Consider the skim book, which resembles a Slim Jim in makeup and nutritional value, the one that is short enough to give you the basic information yet without scholarship or that pivotal additional context. These things are lovely, no? You can read it one in a few hours, go to a cocktail party, and talk as if you’re an expert on Waterloo! These fantastically thin books, influenced by the abridged grandeur of Cliff and SparkNotes, are devoid of footnotes and are, for the most part, useless in an academic environment. But doesn’t it feel good, dear reader, to allow such colossal hubris to go to your head and to think that being knowledgable means barely retaining the basics?

I call for a new age of thin books, whereby people learn less and scholarship is spruned rather than stomached! Bring me 50 page volumes that give me everything I need to know about the rise and fall of Genghis Khan! Better yet, why not one-page volumes contained in an expensive spine? I offer the ideal biography of Napoleon:

COVER
TITLE PAGE: Napoleon: A Biography
TABLE OF CONTENTS
CHAPTER ONE: “Napoleon was short. THE END.”
ABOUT THE AUTHOR PAGE

Is this not the most ideal reading experience one can have? Does not the salient fact that Napoleon was a short man stick out? Publishers and authors alike can rest easy that they are saving the marketplace! Prices for books will go down. Authors will be able to publish 300 books a year. And those pivotal sound bytes of knowledge will soar!

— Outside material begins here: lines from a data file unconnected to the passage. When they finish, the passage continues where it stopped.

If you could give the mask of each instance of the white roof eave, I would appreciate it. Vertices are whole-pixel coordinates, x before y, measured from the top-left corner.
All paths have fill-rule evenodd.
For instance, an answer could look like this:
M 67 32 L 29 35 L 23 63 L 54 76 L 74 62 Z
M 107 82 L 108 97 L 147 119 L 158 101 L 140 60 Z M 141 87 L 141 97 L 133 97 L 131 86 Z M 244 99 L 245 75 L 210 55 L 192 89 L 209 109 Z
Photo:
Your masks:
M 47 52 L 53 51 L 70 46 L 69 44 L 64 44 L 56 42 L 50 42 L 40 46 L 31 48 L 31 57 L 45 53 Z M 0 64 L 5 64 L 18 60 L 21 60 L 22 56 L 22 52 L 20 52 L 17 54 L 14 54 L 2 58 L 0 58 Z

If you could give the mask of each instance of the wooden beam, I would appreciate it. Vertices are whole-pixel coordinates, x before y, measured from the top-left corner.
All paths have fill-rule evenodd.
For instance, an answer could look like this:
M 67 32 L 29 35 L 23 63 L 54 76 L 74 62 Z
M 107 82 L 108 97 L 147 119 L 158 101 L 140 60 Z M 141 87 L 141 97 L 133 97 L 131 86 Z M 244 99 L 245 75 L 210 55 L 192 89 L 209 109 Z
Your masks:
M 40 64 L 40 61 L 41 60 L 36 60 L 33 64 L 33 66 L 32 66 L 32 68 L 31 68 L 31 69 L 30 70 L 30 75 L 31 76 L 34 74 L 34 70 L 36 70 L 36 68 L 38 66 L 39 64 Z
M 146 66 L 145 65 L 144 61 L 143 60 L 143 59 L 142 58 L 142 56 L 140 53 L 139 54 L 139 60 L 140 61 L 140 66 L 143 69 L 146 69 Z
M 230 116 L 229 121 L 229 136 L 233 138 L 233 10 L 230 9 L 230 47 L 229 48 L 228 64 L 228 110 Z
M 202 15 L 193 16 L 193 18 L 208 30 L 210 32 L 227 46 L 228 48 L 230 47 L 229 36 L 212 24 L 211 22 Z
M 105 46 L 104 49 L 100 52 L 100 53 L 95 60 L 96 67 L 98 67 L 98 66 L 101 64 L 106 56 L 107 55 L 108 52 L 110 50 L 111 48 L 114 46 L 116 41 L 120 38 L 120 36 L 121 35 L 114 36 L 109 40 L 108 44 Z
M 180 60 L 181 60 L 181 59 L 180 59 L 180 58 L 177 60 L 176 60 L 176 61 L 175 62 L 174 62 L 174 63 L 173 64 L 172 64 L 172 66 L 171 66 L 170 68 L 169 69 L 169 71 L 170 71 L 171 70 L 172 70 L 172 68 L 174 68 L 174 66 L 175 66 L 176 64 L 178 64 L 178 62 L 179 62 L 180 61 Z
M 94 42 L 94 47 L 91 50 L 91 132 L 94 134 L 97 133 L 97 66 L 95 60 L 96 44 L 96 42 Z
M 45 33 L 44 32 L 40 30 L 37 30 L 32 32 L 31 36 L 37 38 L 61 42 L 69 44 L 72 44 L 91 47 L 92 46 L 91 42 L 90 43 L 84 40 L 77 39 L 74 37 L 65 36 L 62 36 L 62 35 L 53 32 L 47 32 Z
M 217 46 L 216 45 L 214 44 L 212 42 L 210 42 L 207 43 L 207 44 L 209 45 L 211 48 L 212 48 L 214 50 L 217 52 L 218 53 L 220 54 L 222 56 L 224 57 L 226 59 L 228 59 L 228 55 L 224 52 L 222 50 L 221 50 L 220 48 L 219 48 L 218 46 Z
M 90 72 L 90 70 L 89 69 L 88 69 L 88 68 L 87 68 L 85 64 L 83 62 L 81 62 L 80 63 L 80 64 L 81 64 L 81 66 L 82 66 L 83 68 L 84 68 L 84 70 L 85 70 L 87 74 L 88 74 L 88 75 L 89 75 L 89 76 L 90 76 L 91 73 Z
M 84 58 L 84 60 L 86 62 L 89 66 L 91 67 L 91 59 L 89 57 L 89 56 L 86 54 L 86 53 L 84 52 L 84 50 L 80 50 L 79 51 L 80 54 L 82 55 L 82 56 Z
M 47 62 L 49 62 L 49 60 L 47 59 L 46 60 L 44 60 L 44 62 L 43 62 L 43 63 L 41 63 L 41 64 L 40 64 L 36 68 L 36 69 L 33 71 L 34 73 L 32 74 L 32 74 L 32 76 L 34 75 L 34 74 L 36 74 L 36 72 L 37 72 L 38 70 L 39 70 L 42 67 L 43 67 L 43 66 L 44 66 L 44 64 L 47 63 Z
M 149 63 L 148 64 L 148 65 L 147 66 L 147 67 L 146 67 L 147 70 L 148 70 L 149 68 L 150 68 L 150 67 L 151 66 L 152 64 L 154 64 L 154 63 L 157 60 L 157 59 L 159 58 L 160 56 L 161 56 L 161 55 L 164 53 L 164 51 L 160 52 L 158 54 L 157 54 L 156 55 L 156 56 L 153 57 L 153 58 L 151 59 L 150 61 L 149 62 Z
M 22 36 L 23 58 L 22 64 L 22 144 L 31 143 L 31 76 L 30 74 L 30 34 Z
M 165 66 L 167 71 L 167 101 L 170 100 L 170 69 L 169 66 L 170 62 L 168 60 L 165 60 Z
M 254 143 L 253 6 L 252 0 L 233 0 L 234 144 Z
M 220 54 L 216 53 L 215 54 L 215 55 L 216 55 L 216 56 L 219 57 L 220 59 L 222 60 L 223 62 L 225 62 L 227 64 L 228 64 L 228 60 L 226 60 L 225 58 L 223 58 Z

I can imagine the book clubs discussing the whole of a book contained within one sentence. The conversations will last no more than five minutes, discussing Napoleon’s short stature, and then everyone can, at long last, get blitzed on the merlot. What a joyous epoch of knowledge lies ahead of us!

So bring on this new age of slim books. Dismantle the history graduate programs and the other pedantic forms of education that rarely pay off. The time has come, at long last, to put the Robert Caros and the William T. Vollmanns out of work and let the silent vox populi scream out their malformed thoughts from the highest summit.